The world’s largest oil field is declining at an alarming rate

The world’s largest oil field is declining at an alarming rate

The Ghawar deposit, east of Saudi Arabia, accounts for half of the oil drawn from the kingdom. Its output has nevertheless mysteriously dropped according to figures from the national company Saudi Aramco revealed for the first time in 40 years.

It has been a well-kept secret for decades. Saudi Aramco, the Saudi oil company published on 1 st April, its figures for the first time since its nationalization in 1976. In view of issuance of international debt, she compiled a document of nearly 500 pages for to regulators, rating agencies and market players which include, in particular its production capacity and reserves.

A mountain of figures in which there is a big surprise: the Ghawar oil field, the largest in the world with its estimated reserves of 48.2 billion barrels, would have seen its maximum production capacity decline to 3.8 million barrels per day, where the consensus of analysts estimated it rather at 5 million.

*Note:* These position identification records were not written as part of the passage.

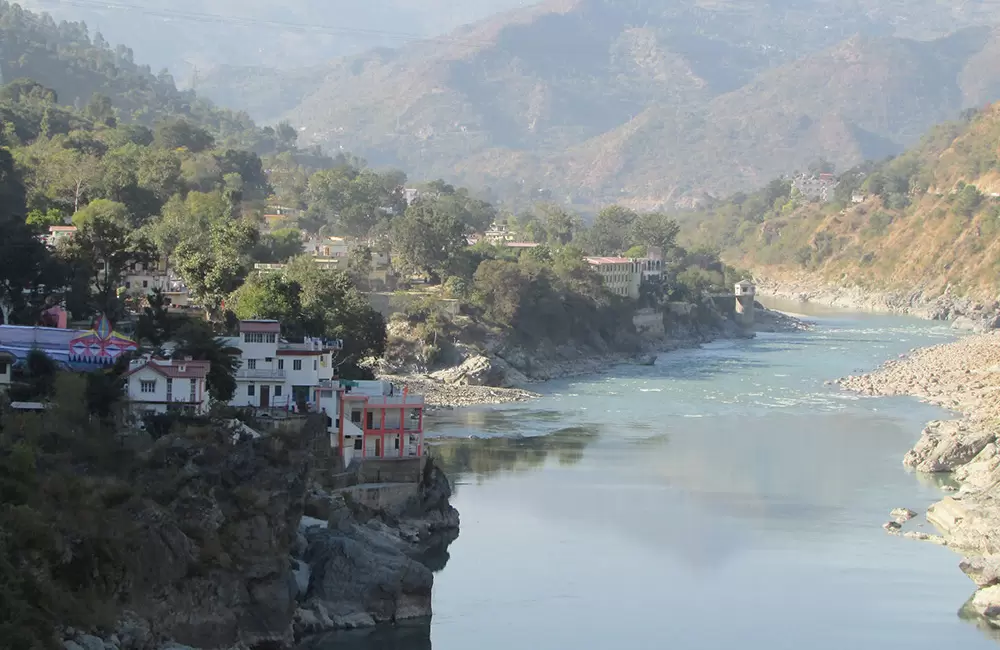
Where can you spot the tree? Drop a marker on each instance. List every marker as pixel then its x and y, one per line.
pixel 335 309
pixel 654 229
pixel 105 247
pixel 359 266
pixel 611 230
pixel 499 287
pixel 24 262
pixel 179 133
pixel 101 110
pixel 560 225
pixel 428 239
pixel 27 91
pixel 156 325
pixel 197 340
pixel 40 221
pixel 214 264
pixel 279 246
pixel 272 297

In 2017, the U.S. Energy Information Agency, which produces benchmark market statistics, reported 5.8 million barrels. Saudi Aramco herself said during a presentation in 2004 that its  flagship deposit produced 5 million barrels per day and that “this  has not changed for at least ten years,” reports the Reuters news agency.

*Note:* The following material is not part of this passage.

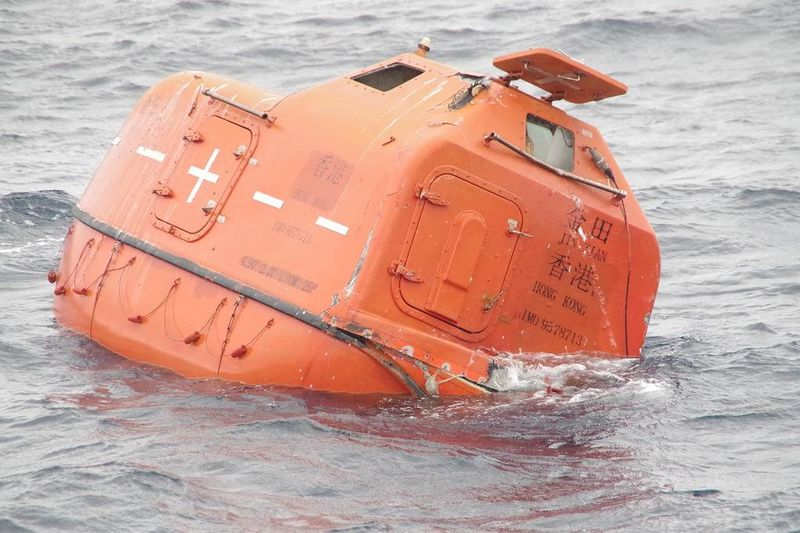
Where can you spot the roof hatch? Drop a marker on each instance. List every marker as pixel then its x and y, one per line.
pixel 560 75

Still 52 years of production available

So we wonder by what mystery the field of Ghawar lost a quarter of its productivity in 15 years? The document does not indicate any outlook for the coming years and the company declined to comment. Ghawar nevertheless constitutes a strategic asset of Saudi Arabia which would have no interest in minimizing its potential. The deposit , discovered in 1948, represents half of the black gold already mined in the kingdom.

Saudi Arabia, however, is not likely to run out of oil : the country would have 226 billion barrels of reserve, or 52 years of production at its maximum rate, that is to say 12 million barrels per day. It also has other giant oil fields like that of Khurais or Safaniyah, the latter being the largest offshore deposit in the world with more than 1.3 million barrels per day. The documentation also highlights “a smaller than expected decrease” in the yield of its 101 oil fields, with a decline of 1 to 2% per year, against the 5% suspected by analysts.